There are places we move through without stopping. Hallways, waiting rooms, airports at 3am. Places designed for transition, not habitation. We call them liminal spaces—from the Latin limen, meaning threshold.
The In-Between
What makes these spaces so compelling is their incompleteness. They’re designed to be left behind, yet they linger in memory with unexpected clarity. The fluorescent hum of an empty parking garage. The particular quality of light in a hotel corridor. These details stick because they catch us in a state of suspension.
We’re not quite where we were, not yet where we’re going.
Memory and Transition
The mind, perhaps, is most receptive in these threshold moments. Without the anchors of familiar routine, we notice things differently. The architecture of transition becomes visible. We see the scaffolding usually hidden by the rush of daily life.

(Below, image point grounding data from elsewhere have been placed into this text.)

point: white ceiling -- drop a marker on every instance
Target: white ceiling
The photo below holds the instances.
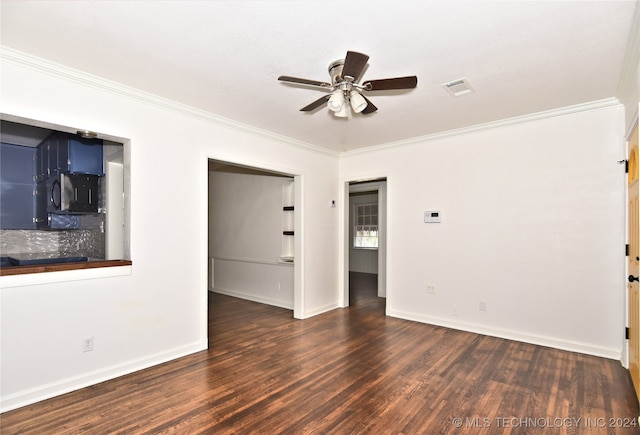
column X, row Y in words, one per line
column 521, row 57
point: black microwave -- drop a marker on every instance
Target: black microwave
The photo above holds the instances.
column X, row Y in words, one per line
column 71, row 193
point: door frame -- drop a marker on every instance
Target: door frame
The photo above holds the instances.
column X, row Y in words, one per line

“Not all who wander are lost, but all who linger are changed.” — Unknown
There’s something both unsettling and freeing about these spaces. They remind us that transformation isn’t always dramatic—sometimes it’s just the accumulated weight of in-between moments, the quiet drift from one state to another.
Creating Space
Maybe that’s what we’re doing when we write, when we create anything. Building our own liminal spaces. Places for others to pass through, to pause, to notice the quality of light as it filters through unfamiliar windows.
The blank page is its own kind of threshold. What we leave there becomes a doorway for someone else to walk through, momentarily suspended between where they are and where they might go next.